Turning to Quebec, he said the yields have been good although the harvest was slow due to the cold and wet weather. He went on to say "cullage may be a little higher on defects such as off-type, and growth cracks. There may also need to be some abandonment calculations, depending on how the harvest ends on those final acres. Quebec growers are optimistic given the good demand for their product and returning good prices."
The harvest in Ontario was basically completed as of October 26, with growers reporting strong yields and predictions are the crop will be one of the best in recent years. MacIsaac added "Although the early fresh crop started off a bit light due to hot dry conditions, irrigation was a key component for some growers and good rainfall made the storage crop for others.

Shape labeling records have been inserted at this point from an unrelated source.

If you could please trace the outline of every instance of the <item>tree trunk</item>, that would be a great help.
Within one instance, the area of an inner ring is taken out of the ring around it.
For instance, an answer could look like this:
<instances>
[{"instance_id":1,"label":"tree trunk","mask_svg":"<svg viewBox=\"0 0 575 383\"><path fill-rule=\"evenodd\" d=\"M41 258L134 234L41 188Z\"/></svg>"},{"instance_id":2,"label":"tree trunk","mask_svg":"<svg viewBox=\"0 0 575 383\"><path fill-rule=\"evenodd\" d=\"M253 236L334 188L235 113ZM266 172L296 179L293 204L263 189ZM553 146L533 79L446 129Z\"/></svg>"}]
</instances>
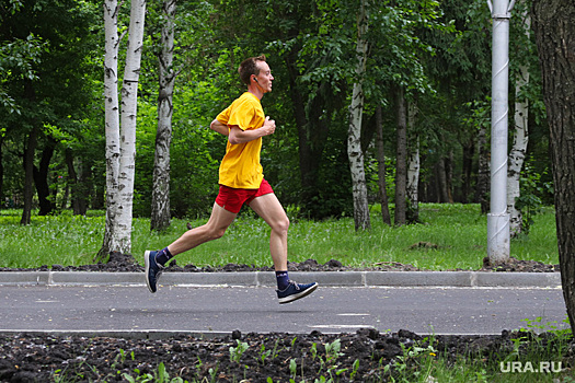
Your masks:
<instances>
[{"instance_id":1,"label":"tree trunk","mask_svg":"<svg viewBox=\"0 0 575 383\"><path fill-rule=\"evenodd\" d=\"M172 68L174 53L174 16L176 0L164 0L162 13L162 51L159 55L160 90L158 97L158 131L153 161L153 185L150 229L163 231L170 227L170 146L172 142L172 97L175 72Z\"/></svg>"},{"instance_id":2,"label":"tree trunk","mask_svg":"<svg viewBox=\"0 0 575 383\"><path fill-rule=\"evenodd\" d=\"M367 12L364 1L357 15L357 79L354 83L352 104L349 105L349 130L347 138L347 154L352 171L354 194L354 221L356 230L371 228L369 220L369 205L367 200L366 172L364 167L364 151L361 150L361 119L364 115L363 81L367 61Z\"/></svg>"},{"instance_id":3,"label":"tree trunk","mask_svg":"<svg viewBox=\"0 0 575 383\"><path fill-rule=\"evenodd\" d=\"M21 224L30 224L32 221L32 199L34 197L34 152L38 141L38 129L34 126L27 137L24 150L24 210L22 211Z\"/></svg>"},{"instance_id":4,"label":"tree trunk","mask_svg":"<svg viewBox=\"0 0 575 383\"><path fill-rule=\"evenodd\" d=\"M437 176L437 201L440 204L447 204L449 202L449 193L447 193L447 166L444 156L439 158L439 161L437 161L435 172Z\"/></svg>"},{"instance_id":5,"label":"tree trunk","mask_svg":"<svg viewBox=\"0 0 575 383\"><path fill-rule=\"evenodd\" d=\"M473 172L473 155L475 154L475 141L474 138L468 140L463 144L463 185L461 187L461 201L463 204L469 202L471 196L471 174Z\"/></svg>"},{"instance_id":6,"label":"tree trunk","mask_svg":"<svg viewBox=\"0 0 575 383\"><path fill-rule=\"evenodd\" d=\"M120 156L118 173L118 209L114 229L113 251L131 252L131 219L134 205L134 177L136 171L136 117L138 111L138 81L141 50L143 49L143 24L146 0L131 0L129 37L126 66L122 86Z\"/></svg>"},{"instance_id":7,"label":"tree trunk","mask_svg":"<svg viewBox=\"0 0 575 383\"><path fill-rule=\"evenodd\" d=\"M104 258L117 249L113 242L116 227L119 172L119 101L118 101L118 28L117 0L104 1L104 98L106 135L106 225L104 241L97 257Z\"/></svg>"},{"instance_id":8,"label":"tree trunk","mask_svg":"<svg viewBox=\"0 0 575 383\"><path fill-rule=\"evenodd\" d=\"M419 187L419 135L415 129L417 106L410 103L407 126L411 130L410 138L410 158L407 163L407 183L405 193L410 206L406 211L406 220L410 223L419 221L419 198L417 195Z\"/></svg>"},{"instance_id":9,"label":"tree trunk","mask_svg":"<svg viewBox=\"0 0 575 383\"><path fill-rule=\"evenodd\" d=\"M4 137L0 136L0 209L4 205L4 164L2 161L2 147L4 143ZM8 207L8 206L7 206Z\"/></svg>"},{"instance_id":10,"label":"tree trunk","mask_svg":"<svg viewBox=\"0 0 575 383\"><path fill-rule=\"evenodd\" d=\"M534 0L532 12L550 124L563 297L575 332L575 2Z\"/></svg>"},{"instance_id":11,"label":"tree trunk","mask_svg":"<svg viewBox=\"0 0 575 383\"><path fill-rule=\"evenodd\" d=\"M391 225L391 216L389 213L389 202L386 182L386 151L383 147L383 121L381 118L381 105L376 109L376 147L378 150L378 186L379 201L381 204L381 220L383 223Z\"/></svg>"},{"instance_id":12,"label":"tree trunk","mask_svg":"<svg viewBox=\"0 0 575 383\"><path fill-rule=\"evenodd\" d=\"M50 187L48 185L48 172L50 167L51 156L56 149L56 141L48 137L46 146L42 151L42 159L39 166L33 167L34 184L36 185L36 193L38 195L39 211L38 216L48 216L54 210L54 202L50 201Z\"/></svg>"},{"instance_id":13,"label":"tree trunk","mask_svg":"<svg viewBox=\"0 0 575 383\"><path fill-rule=\"evenodd\" d=\"M143 47L146 1L131 1L129 37L122 86L122 113L117 97L117 1L104 3L106 97L106 230L100 256L130 253L131 211L136 162L138 80ZM122 130L120 130L122 128Z\"/></svg>"},{"instance_id":14,"label":"tree trunk","mask_svg":"<svg viewBox=\"0 0 575 383\"><path fill-rule=\"evenodd\" d=\"M407 111L402 86L398 86L398 154L395 164L395 225L406 222L406 182L407 182Z\"/></svg>"},{"instance_id":15,"label":"tree trunk","mask_svg":"<svg viewBox=\"0 0 575 383\"><path fill-rule=\"evenodd\" d=\"M73 164L73 153L71 149L69 148L66 149L65 159L66 159L66 165L68 167L68 183L66 187L67 187L67 190L69 188L72 192L71 193L72 194L72 211L74 216L83 216L85 214L85 210L87 210L87 204L85 204L87 193L84 192L87 192L88 189L81 183L81 177L78 176L78 172L76 171L76 166Z\"/></svg>"}]
</instances>

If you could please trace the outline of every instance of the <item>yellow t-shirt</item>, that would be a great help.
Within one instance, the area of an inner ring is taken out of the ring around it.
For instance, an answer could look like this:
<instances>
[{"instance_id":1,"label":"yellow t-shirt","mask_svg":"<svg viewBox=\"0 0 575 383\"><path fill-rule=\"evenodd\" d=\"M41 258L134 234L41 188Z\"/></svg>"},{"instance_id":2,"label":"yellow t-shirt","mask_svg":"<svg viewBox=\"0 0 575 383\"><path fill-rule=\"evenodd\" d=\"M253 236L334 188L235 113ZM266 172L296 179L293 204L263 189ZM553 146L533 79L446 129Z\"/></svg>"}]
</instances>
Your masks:
<instances>
[{"instance_id":1,"label":"yellow t-shirt","mask_svg":"<svg viewBox=\"0 0 575 383\"><path fill-rule=\"evenodd\" d=\"M260 98L250 92L243 93L216 118L228 127L235 125L242 130L258 129L265 121ZM261 150L262 138L238 144L228 141L220 164L219 184L238 189L258 189L264 179Z\"/></svg>"}]
</instances>

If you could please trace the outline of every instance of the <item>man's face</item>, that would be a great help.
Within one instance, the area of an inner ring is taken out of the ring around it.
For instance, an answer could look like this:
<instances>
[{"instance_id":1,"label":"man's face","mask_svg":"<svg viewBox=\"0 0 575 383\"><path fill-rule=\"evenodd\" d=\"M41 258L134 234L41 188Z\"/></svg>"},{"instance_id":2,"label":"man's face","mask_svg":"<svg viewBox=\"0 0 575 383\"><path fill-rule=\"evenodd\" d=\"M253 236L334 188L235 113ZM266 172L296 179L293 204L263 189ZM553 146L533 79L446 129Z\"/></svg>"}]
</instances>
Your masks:
<instances>
[{"instance_id":1,"label":"man's face","mask_svg":"<svg viewBox=\"0 0 575 383\"><path fill-rule=\"evenodd\" d=\"M262 92L272 92L272 81L274 81L274 77L272 76L269 66L265 61L257 61L257 68L260 68L260 73L255 79L257 80L257 84L261 86Z\"/></svg>"}]
</instances>

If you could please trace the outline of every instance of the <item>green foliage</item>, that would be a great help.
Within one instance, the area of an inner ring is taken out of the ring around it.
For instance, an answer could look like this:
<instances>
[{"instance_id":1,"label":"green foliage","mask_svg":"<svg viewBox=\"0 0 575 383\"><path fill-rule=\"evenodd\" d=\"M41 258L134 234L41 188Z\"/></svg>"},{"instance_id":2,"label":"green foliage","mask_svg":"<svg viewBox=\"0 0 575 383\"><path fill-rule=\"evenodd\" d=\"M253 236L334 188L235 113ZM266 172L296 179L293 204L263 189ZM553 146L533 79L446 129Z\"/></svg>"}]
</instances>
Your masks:
<instances>
[{"instance_id":1,"label":"green foliage","mask_svg":"<svg viewBox=\"0 0 575 383\"><path fill-rule=\"evenodd\" d=\"M532 159L529 159L524 165L520 178L521 194L515 201L516 208L521 211L521 233L525 235L529 234L534 223L534 216L544 207L543 199L552 200L554 192L553 185L543 181L549 172L545 170L543 174L536 173L532 162Z\"/></svg>"}]
</instances>

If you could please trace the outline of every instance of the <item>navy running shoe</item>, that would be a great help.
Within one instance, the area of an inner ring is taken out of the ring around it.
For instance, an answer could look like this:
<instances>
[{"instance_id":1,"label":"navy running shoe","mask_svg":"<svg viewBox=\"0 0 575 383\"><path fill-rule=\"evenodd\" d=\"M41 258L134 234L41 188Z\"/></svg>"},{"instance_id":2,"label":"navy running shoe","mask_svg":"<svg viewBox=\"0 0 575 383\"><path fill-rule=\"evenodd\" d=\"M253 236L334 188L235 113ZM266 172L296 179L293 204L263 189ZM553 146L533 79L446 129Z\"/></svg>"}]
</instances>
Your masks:
<instances>
[{"instance_id":1,"label":"navy running shoe","mask_svg":"<svg viewBox=\"0 0 575 383\"><path fill-rule=\"evenodd\" d=\"M163 272L164 267L156 262L158 252L146 251L143 253L143 263L146 265L146 285L150 292L158 290L158 280Z\"/></svg>"},{"instance_id":2,"label":"navy running shoe","mask_svg":"<svg viewBox=\"0 0 575 383\"><path fill-rule=\"evenodd\" d=\"M289 286L286 289L276 290L277 299L279 300L279 304L294 302L303 297L308 297L313 291L315 291L317 288L318 288L317 282L299 285L290 280Z\"/></svg>"}]
</instances>

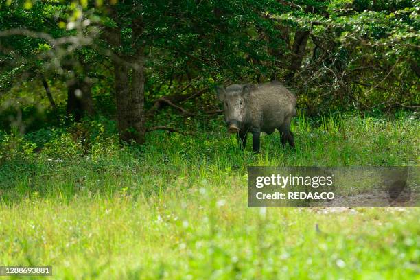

Given the good demand in the chip industry, he said that sector may need to pull potatoes from the fresh side to meet their requirements. Plants have been running steady since August 1st. and fresh potatoes should also be in demand and command good pricing given the overall table reduction in the four eastern provinces.
"Harvest on the processing side in Manitoba was completed in record time this year with completion anywhere from September 23 to the first week of October," the general manager said. "Very few acres were not harvested this year, a relief for growers and a stark contrast to 2019 where they struggled against wet and cold conditions. Quality is good, not outstanding, but a crop that should store very well. Yields were lower than growers would have liked and will likely come up 15% short of processor needs."
Meanwhile, the tablestock crop in Manitoba was completed on October 13, much earlier than normal, due to no harvest delays. Skin set seemed to take longer this year, perhaps due to a hot dry summer, so growers had to be vigilant with skinning and also keep an eye on hard clods in the soil which exacerbated the issue. Despite that, he noted yields are near average and tuber sizes are quite variable with an unusual combination of smalls and very large potatoes coming from the same field.
The harvest is complete in Saskatchewan, with very good conditions and no abandoned acres. Yields were similar to slightly below last year.
The harvest was also complete in Alberta on October 26, due to excellent weather conditions. He added "Quality is good on both the seed and process crop. Yields appear to be very good on the seed crop and better than expected on the process crop. Yields have covered off processor requirements and processors have been purchasing some extras and moving them out of the province."
Turning to British Columbia, he said the harvest finished in early October and the crop was good quality with yields equal to last year. He added "Russets are a bit short in supply, but there are also additional yellows available for export. BC expects their market to be very stable this year for both supply and pricing."